Roxy Dorlas

Personal information
- Full name: Bongbong Roxy Vestidas Dorlas
- Date of birth: 2 September 1987 (age 38)
- Place of birth: The Hague, Netherlands
- Height: 1.75 m (5 ft 9 in)
- Position: Leftback

Team information
- Current team: Loyola F.C. (assistant)

Youth career
- 2007–2008: San Beda College

Senior career*
- Years: Team / Apps / (Gls)
- 2008–2010: Mendiola
- 2010–2015: Loyola Meralco Sparks
- 2016: Global

International career
- 2008–2010: Philippines / 10 / (0)
- 2010: Philippines (futsal)

Managerial career
- 2017: Meralco Manila (assistant)
- 2017: Philippines U16
- 2018: Philippines U19 (assistant)
- 2019: Philippines U16
- 2020: Maharlika
- 2023–: Loyola

= Roxy Dorlas =

Filipino football manager and former player

Bongbong Roxy Vestidas Dorlas (born 2 September 1987) is a Filipino football coach and former player. He was the first coach of Philippines Football League (PFL) club Maharlika Manila.

==Personal life==
Dorlas born and grew up in The Hague, Netherlands. Every two years he and his parents would go to the Philippines, the home country of his mother, for a vacation. At age 17, Dorlas and his family moved to the Philippines.

==Playing career==
===Collegiate===
Dorlas was invited by the high school coach of the girls' football varsity team of San Beda College to join the school's men's varsity team after he was seen kicking a ball. Dorlas' sister was a player of the school's football team. Dorlas joined a training session with the men's varsity team and decided to study at San Beda and suit for the school's team.

He led San Beda in winning the football title at NCAA Season 86 in 2011.

===Club===
Dorlas played for Mendiola FC 1991. He joined the Loyola Meralco Sparks in 2011 and with the club won the 2013 UFL Cup and 2014–15 PFF National Men's Club Championship.
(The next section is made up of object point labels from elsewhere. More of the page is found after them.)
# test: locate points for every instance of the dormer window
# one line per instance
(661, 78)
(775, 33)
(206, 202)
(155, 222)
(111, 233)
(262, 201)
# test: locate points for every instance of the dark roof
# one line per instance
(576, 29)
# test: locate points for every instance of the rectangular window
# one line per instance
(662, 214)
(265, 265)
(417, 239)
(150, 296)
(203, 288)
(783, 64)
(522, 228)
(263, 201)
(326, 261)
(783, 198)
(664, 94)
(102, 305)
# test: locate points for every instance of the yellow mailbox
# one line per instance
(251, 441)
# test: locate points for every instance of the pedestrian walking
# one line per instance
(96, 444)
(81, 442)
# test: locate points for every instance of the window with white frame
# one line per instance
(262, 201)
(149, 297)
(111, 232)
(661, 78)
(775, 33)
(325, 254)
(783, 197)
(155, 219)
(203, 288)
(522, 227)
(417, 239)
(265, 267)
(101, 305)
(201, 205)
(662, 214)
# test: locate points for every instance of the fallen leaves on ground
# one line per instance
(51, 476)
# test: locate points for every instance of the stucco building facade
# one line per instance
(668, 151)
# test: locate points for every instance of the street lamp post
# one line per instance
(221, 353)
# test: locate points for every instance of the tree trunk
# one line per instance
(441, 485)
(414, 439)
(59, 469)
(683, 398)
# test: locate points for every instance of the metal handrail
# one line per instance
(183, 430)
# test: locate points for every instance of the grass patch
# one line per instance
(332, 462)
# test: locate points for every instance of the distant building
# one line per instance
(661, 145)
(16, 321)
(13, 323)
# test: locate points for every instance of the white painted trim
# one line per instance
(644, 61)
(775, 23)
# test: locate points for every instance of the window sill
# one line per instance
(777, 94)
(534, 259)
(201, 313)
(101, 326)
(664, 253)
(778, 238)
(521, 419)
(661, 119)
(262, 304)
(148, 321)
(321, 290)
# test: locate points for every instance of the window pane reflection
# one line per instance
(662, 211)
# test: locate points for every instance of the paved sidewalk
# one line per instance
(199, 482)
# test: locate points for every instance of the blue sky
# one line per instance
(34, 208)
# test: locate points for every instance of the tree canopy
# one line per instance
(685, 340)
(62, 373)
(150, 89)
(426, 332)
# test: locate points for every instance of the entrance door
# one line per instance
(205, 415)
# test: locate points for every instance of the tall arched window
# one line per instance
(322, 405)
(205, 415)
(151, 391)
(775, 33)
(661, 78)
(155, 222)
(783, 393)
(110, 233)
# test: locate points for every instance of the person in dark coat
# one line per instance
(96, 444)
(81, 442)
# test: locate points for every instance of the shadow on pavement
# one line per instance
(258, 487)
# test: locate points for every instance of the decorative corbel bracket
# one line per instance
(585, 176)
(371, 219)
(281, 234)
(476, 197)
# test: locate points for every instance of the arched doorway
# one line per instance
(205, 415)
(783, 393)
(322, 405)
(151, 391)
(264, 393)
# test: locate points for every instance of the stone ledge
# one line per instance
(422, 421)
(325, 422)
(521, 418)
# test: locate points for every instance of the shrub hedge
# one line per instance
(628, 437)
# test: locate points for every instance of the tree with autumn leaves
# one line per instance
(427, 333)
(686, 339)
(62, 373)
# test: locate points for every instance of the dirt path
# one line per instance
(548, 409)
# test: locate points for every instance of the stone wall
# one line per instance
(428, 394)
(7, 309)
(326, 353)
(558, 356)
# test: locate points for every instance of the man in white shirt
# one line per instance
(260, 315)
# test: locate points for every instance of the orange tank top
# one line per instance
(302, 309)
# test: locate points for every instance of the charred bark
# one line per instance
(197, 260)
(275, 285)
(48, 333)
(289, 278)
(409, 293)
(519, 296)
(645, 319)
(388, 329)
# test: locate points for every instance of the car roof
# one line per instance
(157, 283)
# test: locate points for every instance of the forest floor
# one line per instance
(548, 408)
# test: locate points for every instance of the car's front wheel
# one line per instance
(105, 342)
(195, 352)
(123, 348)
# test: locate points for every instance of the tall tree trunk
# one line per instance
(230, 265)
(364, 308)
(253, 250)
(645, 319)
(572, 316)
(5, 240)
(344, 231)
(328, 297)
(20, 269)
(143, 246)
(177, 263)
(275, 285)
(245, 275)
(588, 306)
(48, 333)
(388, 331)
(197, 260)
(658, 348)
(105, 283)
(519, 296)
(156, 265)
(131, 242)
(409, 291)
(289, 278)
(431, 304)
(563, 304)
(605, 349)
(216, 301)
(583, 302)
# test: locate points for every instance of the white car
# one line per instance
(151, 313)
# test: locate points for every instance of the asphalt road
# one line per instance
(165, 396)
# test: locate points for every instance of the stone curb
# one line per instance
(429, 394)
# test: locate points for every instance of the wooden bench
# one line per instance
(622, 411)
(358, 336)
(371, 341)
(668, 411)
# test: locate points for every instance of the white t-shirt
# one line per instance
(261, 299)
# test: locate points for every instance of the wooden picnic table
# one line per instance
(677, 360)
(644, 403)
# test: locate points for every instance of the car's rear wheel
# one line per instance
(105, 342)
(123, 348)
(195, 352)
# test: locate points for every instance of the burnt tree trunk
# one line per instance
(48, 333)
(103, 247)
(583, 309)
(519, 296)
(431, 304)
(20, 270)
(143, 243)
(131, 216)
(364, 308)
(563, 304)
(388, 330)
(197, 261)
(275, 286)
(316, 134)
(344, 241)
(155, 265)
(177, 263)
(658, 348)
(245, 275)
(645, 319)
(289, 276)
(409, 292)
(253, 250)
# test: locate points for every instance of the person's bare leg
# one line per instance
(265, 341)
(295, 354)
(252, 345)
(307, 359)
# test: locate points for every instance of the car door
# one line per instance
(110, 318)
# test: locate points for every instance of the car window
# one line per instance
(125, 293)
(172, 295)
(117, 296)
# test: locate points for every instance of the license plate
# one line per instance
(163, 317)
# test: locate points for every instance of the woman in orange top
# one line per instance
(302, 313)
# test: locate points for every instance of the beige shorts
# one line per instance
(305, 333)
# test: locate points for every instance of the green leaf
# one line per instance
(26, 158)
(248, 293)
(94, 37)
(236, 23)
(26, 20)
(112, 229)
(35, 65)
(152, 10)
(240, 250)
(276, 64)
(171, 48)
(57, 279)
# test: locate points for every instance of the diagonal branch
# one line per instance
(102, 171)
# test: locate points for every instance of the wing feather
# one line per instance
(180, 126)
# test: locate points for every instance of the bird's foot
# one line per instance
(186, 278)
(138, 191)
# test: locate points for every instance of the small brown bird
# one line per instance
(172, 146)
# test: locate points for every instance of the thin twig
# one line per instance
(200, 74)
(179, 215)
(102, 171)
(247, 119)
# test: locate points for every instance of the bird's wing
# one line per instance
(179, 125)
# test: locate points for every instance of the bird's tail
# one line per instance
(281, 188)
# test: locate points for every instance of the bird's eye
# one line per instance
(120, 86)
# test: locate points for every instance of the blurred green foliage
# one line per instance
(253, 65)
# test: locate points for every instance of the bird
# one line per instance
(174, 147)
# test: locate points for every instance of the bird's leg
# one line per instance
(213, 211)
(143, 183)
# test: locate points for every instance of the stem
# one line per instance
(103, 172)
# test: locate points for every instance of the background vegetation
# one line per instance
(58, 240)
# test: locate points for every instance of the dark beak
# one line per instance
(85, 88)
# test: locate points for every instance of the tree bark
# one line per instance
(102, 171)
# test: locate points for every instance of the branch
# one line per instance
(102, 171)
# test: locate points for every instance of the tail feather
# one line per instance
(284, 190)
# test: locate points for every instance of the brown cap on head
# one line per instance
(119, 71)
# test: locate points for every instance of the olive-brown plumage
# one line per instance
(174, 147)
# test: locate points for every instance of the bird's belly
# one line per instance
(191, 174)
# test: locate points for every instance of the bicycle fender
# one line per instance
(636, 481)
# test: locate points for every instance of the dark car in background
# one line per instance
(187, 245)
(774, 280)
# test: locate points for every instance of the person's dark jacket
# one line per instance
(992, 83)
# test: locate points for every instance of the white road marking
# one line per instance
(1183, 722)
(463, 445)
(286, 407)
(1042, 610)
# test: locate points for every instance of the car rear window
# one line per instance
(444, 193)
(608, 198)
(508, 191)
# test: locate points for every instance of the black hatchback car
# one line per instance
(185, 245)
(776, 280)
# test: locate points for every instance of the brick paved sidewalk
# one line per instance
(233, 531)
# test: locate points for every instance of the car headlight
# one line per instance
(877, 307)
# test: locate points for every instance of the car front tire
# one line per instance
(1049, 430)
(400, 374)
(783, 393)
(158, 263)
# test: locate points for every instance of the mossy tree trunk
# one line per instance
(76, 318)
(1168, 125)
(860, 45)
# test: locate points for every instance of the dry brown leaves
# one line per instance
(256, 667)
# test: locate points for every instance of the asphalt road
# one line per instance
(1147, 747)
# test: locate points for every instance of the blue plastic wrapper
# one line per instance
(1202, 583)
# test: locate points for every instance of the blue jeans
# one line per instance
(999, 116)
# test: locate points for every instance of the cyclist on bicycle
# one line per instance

He left Loyola in 2015 to join Global F.C.

===International===
Dorlas was part of the Philippines national football team from 2008 to 2010.

He was part of the Philippines squad that participated at the 2010 AFF Futsal Championship.

==Coaching career==
===Loyola===
In 2015, Dorlas was coaching the under-15 team of Loyola. In January 2017, after a brief playing stint with Global FC, Dorlas returns to Loyola as part of head coach Aris Caslib's staff which marked the end of his playing career.

===Philippines U16===
He became head coach of the Philippine boy's under-16 team and will mentor the team in the 2018 AFC U-16 Championship qualification in September 2017.

===Philippines U19===
In 2018, Dorlas was appointed as assistant coach of the Philippines U19.

===Philippines U16===
In 2019, Dorlas once again coached the Philippines under-16 team in the 2019 AFF U-16 Youth Championship.

===Maharlika===
On 24 August 2020 he was appointed as the first ever head coach of newly organized Maharlika Football Club.